Consider a random forest of three decision trees where every tree is made upon the bootstrap sample. Since each tree is built on a bootstrap sample of (40 to 70% of data), therefore 30% is unused. Similarly, there will be other trees as well where data points from 30% from the first models are unused. Therefore this will be test data to the trees in the random forest and we calculated accuracy.
The above steps are done for each observation in the training set. Once all the predictions for each observation are calculated, the OOB error is calculated as the number of observations predicted wrongly as a proportion of the total number of observations.
It has been proven that using an OOB estimate is as accurate as using a test data set of a size equal to the training set. Thus, the OOB error completely omits the need for set-aside test data. Therefore, OOB error is almost as good as the cross-validation error.
Time Taken to Build an Ensemble
Building an ensemble requires the following steps:
- Take a random sample of observations, say j = 40% of the total.
- Build S trees by finding all the splits within each tree from a subsetted feature space.
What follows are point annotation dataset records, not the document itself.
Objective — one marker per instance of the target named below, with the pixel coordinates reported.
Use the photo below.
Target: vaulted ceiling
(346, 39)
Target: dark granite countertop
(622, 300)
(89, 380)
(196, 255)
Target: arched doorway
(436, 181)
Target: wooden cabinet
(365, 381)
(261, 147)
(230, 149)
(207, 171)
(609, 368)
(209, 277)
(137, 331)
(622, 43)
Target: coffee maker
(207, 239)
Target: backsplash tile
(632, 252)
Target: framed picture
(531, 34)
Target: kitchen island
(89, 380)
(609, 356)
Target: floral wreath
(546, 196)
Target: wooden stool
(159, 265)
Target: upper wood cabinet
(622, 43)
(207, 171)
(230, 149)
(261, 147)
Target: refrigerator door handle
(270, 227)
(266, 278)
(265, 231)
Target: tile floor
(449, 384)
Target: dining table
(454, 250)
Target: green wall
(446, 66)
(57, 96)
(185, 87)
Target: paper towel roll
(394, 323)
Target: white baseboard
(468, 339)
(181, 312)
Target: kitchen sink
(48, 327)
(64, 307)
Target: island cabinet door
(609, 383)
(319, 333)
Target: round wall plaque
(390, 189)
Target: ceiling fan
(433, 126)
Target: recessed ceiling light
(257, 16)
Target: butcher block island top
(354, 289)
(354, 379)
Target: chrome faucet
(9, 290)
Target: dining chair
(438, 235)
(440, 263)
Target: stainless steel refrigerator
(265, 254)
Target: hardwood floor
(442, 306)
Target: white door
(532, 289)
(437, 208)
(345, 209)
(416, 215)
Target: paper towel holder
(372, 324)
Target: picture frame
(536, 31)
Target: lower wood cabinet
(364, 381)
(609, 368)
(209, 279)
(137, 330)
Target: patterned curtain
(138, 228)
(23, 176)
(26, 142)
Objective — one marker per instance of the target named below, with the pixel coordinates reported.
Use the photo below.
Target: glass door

The time required is thus proportional to the number of trees S and the time required to build each tree.
The time required to build each tree is proportional to the average number of levels of a tree and the average time required to find the split at each level. To find the right split, only a subset of features f (√M) is considered.
Hyperparameter
- max_features: You saw that there is an optimal value of max_features - at very low values, the component trees are too simple to learn anything useful, while at extremely high values, the component trees become similar to each other (and violate the 'diversity' criterion).
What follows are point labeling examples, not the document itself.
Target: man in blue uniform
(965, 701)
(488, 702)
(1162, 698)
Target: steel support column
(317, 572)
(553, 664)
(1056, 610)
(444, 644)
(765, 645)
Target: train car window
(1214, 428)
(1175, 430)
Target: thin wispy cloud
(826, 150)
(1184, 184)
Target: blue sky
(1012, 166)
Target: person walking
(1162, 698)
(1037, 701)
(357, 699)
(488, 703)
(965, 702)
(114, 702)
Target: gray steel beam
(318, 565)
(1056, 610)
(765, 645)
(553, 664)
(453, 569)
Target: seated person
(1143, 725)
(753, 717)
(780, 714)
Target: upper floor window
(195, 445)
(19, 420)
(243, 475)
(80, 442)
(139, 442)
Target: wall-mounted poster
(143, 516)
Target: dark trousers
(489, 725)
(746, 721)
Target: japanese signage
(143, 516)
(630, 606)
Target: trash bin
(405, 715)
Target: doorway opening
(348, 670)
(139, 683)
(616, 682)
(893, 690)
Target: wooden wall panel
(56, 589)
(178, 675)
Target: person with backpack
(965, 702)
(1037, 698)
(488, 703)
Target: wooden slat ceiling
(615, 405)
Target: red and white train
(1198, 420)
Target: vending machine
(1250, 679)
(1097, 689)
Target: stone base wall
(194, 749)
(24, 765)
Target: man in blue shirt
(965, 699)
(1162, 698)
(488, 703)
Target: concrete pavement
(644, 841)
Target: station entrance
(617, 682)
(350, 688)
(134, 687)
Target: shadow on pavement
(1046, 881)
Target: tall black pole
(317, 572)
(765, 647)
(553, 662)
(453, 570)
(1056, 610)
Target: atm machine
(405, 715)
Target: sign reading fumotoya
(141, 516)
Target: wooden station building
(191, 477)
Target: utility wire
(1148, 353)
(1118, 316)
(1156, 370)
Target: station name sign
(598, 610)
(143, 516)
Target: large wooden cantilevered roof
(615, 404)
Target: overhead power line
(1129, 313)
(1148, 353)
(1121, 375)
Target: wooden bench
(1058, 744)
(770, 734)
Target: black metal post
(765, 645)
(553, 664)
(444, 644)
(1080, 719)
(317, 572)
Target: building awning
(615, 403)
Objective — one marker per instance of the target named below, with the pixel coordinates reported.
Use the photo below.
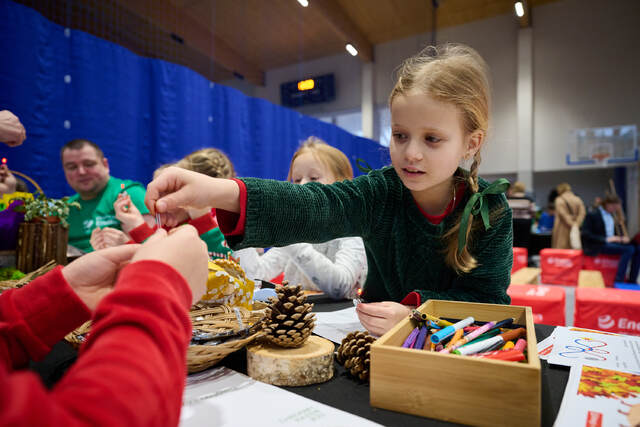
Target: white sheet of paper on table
(595, 406)
(223, 397)
(573, 346)
(335, 325)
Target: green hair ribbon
(363, 165)
(478, 203)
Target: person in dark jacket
(599, 236)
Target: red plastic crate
(605, 264)
(560, 266)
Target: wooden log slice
(311, 363)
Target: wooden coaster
(311, 363)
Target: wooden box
(454, 388)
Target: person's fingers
(158, 235)
(120, 254)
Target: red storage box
(605, 264)
(520, 259)
(560, 266)
(546, 302)
(611, 310)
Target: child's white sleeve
(338, 273)
(264, 267)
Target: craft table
(344, 392)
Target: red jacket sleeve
(131, 369)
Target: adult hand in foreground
(93, 275)
(183, 250)
(379, 317)
(12, 132)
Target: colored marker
(450, 330)
(508, 346)
(504, 323)
(521, 344)
(123, 191)
(509, 355)
(490, 333)
(440, 322)
(456, 337)
(485, 344)
(357, 300)
(471, 336)
(417, 316)
(411, 339)
(422, 336)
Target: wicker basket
(212, 318)
(217, 318)
(11, 284)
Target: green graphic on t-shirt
(99, 212)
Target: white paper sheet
(598, 397)
(573, 346)
(335, 325)
(223, 397)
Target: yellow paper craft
(227, 284)
(7, 198)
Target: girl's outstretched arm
(177, 188)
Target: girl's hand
(379, 317)
(92, 275)
(183, 250)
(127, 213)
(177, 188)
(107, 238)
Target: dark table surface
(342, 391)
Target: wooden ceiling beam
(175, 20)
(343, 25)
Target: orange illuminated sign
(306, 84)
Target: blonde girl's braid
(473, 172)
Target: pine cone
(288, 321)
(354, 354)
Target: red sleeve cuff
(142, 232)
(412, 298)
(203, 223)
(231, 223)
(50, 309)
- n_estimators: When you observe the plot of n_estimators and training and test accuracies, you will see that as you increase the value of n_estimators, both the training test accuracies gradually increase. More importantly, the model does not overfit even when its complexity is increasing. This is an important benefit of random forests - you can increase the number of trees as much you like without worrying about overfitting (if your computational resources allow).
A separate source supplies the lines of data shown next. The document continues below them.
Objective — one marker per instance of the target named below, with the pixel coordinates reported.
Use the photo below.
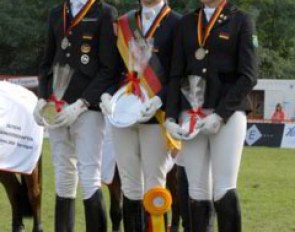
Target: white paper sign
(20, 137)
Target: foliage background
(266, 191)
(23, 32)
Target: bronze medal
(65, 43)
(200, 53)
(85, 59)
(85, 48)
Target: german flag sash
(77, 19)
(129, 27)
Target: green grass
(266, 187)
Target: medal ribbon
(58, 103)
(194, 113)
(77, 18)
(163, 13)
(203, 37)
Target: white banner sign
(288, 140)
(20, 137)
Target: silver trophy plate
(126, 108)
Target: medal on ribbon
(204, 35)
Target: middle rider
(141, 151)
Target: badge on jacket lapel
(224, 35)
(85, 48)
(255, 41)
(85, 59)
(87, 37)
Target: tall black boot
(229, 212)
(133, 215)
(95, 213)
(64, 214)
(201, 214)
(183, 197)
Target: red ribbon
(194, 114)
(134, 82)
(58, 103)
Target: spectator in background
(278, 116)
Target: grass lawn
(266, 187)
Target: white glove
(174, 129)
(150, 108)
(211, 124)
(37, 111)
(69, 114)
(105, 105)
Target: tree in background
(23, 32)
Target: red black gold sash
(204, 35)
(128, 25)
(77, 18)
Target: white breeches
(76, 154)
(141, 157)
(212, 161)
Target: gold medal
(85, 48)
(85, 59)
(65, 43)
(204, 35)
(200, 53)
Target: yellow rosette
(157, 201)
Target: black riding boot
(201, 213)
(95, 213)
(133, 215)
(228, 212)
(64, 214)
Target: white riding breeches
(141, 157)
(76, 154)
(212, 161)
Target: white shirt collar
(209, 12)
(75, 2)
(156, 9)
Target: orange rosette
(157, 201)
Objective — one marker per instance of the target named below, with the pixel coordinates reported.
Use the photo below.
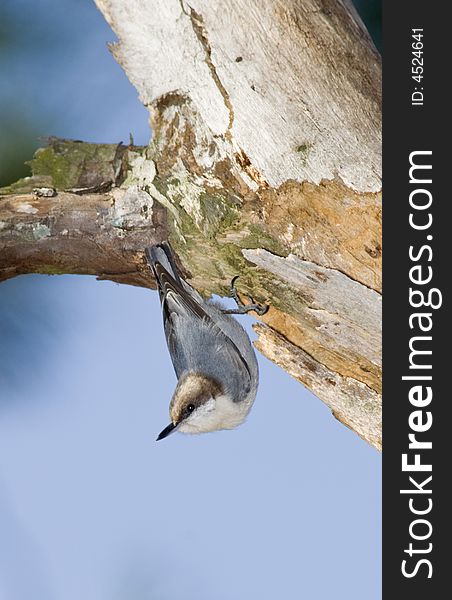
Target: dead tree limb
(265, 161)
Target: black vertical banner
(417, 237)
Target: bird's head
(201, 404)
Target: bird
(212, 355)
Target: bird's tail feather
(161, 254)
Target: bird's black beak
(171, 427)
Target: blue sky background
(286, 506)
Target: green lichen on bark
(72, 164)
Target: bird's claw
(241, 309)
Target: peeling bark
(265, 162)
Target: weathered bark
(265, 162)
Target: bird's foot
(242, 309)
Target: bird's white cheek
(221, 413)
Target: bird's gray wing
(196, 342)
(203, 347)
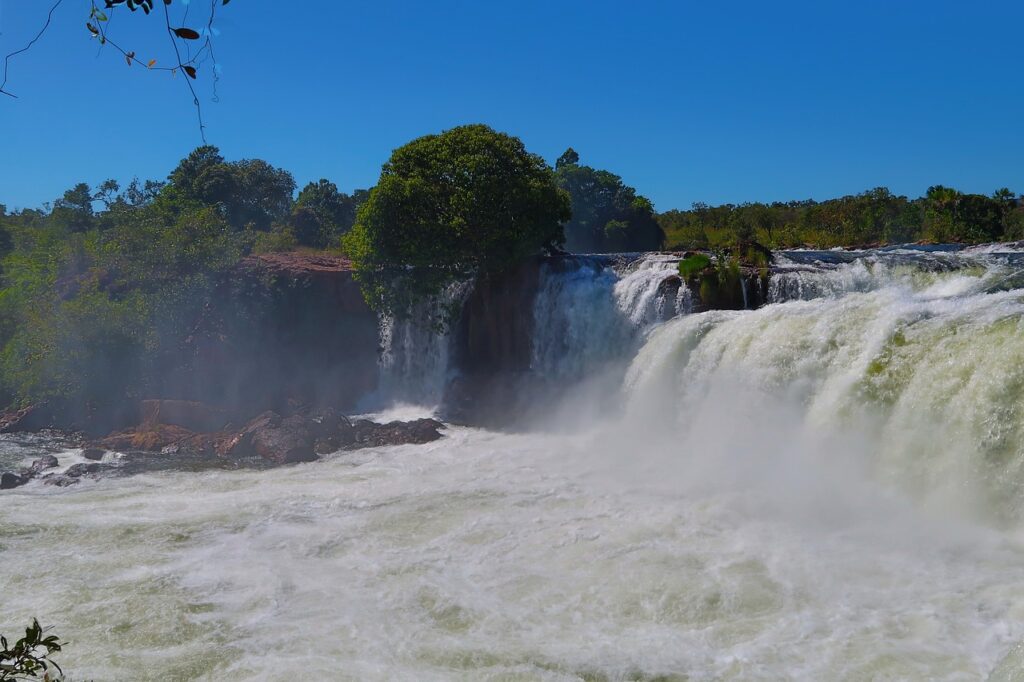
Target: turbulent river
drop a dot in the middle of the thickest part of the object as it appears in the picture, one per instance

Advantages of Random Forest
- Diversity: It arises because you create each tree with a subset of the attributes/features/variables, i.e. you don’t consider all the attributes while making each tree. The choice of the attributes considered for each tree is random. This ensures that the trees are independent of each other.
- Stability: It arises because the answers given by a large number of trees average out. The random forest has a lower model variance than an ordinary individual tree.
- Immunity to the curse of Dimensionality: Since each tree does not consider all the features, the feature space (the number of features a model has to consider) reduces. This makes the algorithm immune to the curse of dimensionality. A large feature space causes computational and complexity issues.
- Parallelizability: You need a number of trees to make a forest. Since two trees are independently built on different data and attributes, they can be built separately. This implies that you can make full use of your multi-core CPU to build random forests. Suppose there are 4 cores and 100 trees to be built; each core can build 25 trees to make a forest.
- OOB or out-of-bag error: No distinction between training and testing data.
- Interpretability: Random forest models are easy to interpret.
Summary
To generate a random forest of n decision trees, the below steps are followed:
- Create n bootstrap samples from the data.
- Train each tree on a different bootstrap sample.
- Each tree makes a prediction, and the final prediction will be the majority score of all these predictions.